14 units of alcohol per week x 52 weeks = 728 units per annum. This is our annual ration.
Now, alcohol consumption is to be restricted to term time only, just like the misrepresented 30 hour offer, because it is scientifically proven that educators require more alcohol during term time than at any other time of the year: that is 728 units/38 weeks = 19.1578947368 units per week. However, the early years practitioner in particular is generously permitted to round up that figure to 20 on account of the fact that it’s awfully difficult to tell the gin from the tonic once it’s in the glass and it’s generally much nicer working with either even numbers or sets of 5.

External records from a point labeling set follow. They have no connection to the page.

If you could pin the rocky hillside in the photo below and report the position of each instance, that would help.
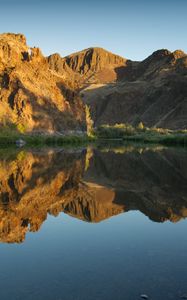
(153, 91)
(92, 65)
(32, 97)
(39, 94)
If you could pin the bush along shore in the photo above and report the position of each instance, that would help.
(117, 132)
(11, 137)
(142, 134)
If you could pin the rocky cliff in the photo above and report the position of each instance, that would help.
(49, 94)
(32, 97)
(92, 65)
(153, 91)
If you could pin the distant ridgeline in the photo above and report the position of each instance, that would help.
(50, 94)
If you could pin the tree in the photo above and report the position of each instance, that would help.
(140, 126)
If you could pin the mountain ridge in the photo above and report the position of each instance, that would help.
(48, 94)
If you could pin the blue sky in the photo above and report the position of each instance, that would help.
(133, 29)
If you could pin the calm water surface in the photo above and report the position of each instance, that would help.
(93, 224)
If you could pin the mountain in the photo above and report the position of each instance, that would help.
(153, 91)
(32, 97)
(48, 94)
(92, 65)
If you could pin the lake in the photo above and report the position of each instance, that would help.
(96, 223)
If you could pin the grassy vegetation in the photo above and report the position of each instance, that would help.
(9, 137)
(142, 134)
(122, 132)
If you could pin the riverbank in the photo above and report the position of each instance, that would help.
(142, 134)
(115, 134)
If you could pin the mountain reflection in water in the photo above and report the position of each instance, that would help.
(91, 185)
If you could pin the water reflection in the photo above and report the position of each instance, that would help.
(91, 185)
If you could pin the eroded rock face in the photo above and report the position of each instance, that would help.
(92, 65)
(153, 91)
(91, 186)
(30, 94)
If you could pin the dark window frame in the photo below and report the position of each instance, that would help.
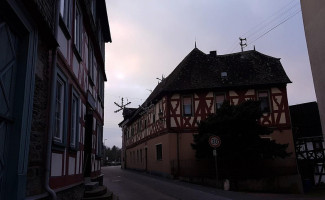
(263, 99)
(215, 98)
(75, 96)
(191, 105)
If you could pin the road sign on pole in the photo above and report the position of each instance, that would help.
(214, 141)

Next, take weekdays to be Monday to Thursday only, since Friday really is the weekend. 20 units spread over 4 days is 5 whiskey and cream sodas per school night. (A word of caution though: It is highly recommended not to attempt to update policies & procedures or to draft 2 year old progress checks or any other kind of summative assessments whilst under the influence of alcohol just in case some of your parents are grammar Nazis).
Furthermore, to promote sustainability be sure to switch well-known brands for budget brands. Regrettably, quality must be compromised due to government under-funding – it cannot be avoided unless a questionable top-up fee is imposed. Therefore, it is recommended that educators commence a programme of de-sensitisation by mixing value range vodka with Smirnoff and gradually increase the former whilst simultaneously decreasing the latter. Ultimately, inebriation will eventually be achieved although scientific trials conclude that there will ensue a significantly worse hangover than one might otherwise be accustomed to. Take comfort in the fact that as the weeks pass, not only will the liver become more and more accustomed to tolerating inferior liquor but the practitioner will also become less and less embarrassed at the checkout too.

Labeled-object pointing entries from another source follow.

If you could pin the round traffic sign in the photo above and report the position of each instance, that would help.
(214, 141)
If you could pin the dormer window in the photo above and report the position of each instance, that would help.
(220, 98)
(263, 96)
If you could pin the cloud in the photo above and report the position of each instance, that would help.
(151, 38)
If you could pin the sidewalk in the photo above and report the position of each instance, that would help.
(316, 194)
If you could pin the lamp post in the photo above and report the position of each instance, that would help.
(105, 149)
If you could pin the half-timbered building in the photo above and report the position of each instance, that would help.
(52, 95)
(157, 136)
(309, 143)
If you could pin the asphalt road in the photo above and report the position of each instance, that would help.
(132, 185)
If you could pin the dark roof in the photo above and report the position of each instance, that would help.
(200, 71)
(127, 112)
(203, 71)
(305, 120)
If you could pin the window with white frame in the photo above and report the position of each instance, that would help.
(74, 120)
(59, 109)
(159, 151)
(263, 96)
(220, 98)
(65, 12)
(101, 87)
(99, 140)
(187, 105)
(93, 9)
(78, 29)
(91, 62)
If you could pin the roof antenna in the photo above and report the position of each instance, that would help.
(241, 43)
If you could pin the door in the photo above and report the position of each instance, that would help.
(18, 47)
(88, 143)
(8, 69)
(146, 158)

Now, it remains to be seen whether further recommendations will make it into a forthcoming planned revision to the guidelines: that is, to align alcohol units with adult to child ratios to make it easier for practitioners to calculate how many units of alcohol will be permitted to be consumed on a day by day basis. For example: as illustrated below, for each baby, it is proposed that 1 unit will generally be permitted (exceptions apply). For toddlers, it is suggested that 5 units per child will be permitted (again, exceptions apply). For primary school pupils, 1 unit is likely to be permitted. This allows practitioners to increase and decrease levels of strictly term-time only nightly consumption based upon how busy their working day has been. Flexibility, afterall, is one of the greatest attributes of the early years workforce.
It is also worth noting that those working in primary and secondary schools have not been overlooked in their need to drown their sorrows during this period of great and brutal and entirely unnecessary austerity. For instance, for those barely tolerating the job they’d always dreamed of in key stages 1 & 2, one unit of alcohol per child is likely to be permitted, rising to 5 units per child during SATs. Meanwhile, for those just about enduring their lifelong fantasy of making a real difference to children’s lives in key stages 3 & 4, ten units per child is considered a much fairer representation of the tolerance required. This can rise to as much as whatever each individual Teacher reasonably considers s/he can handle whilst still functioning as a pretty decent human being during particularly challenging periods such as parent evenings, choosing GCSE options and all exam periods (including mocks and occasional daft little history tests).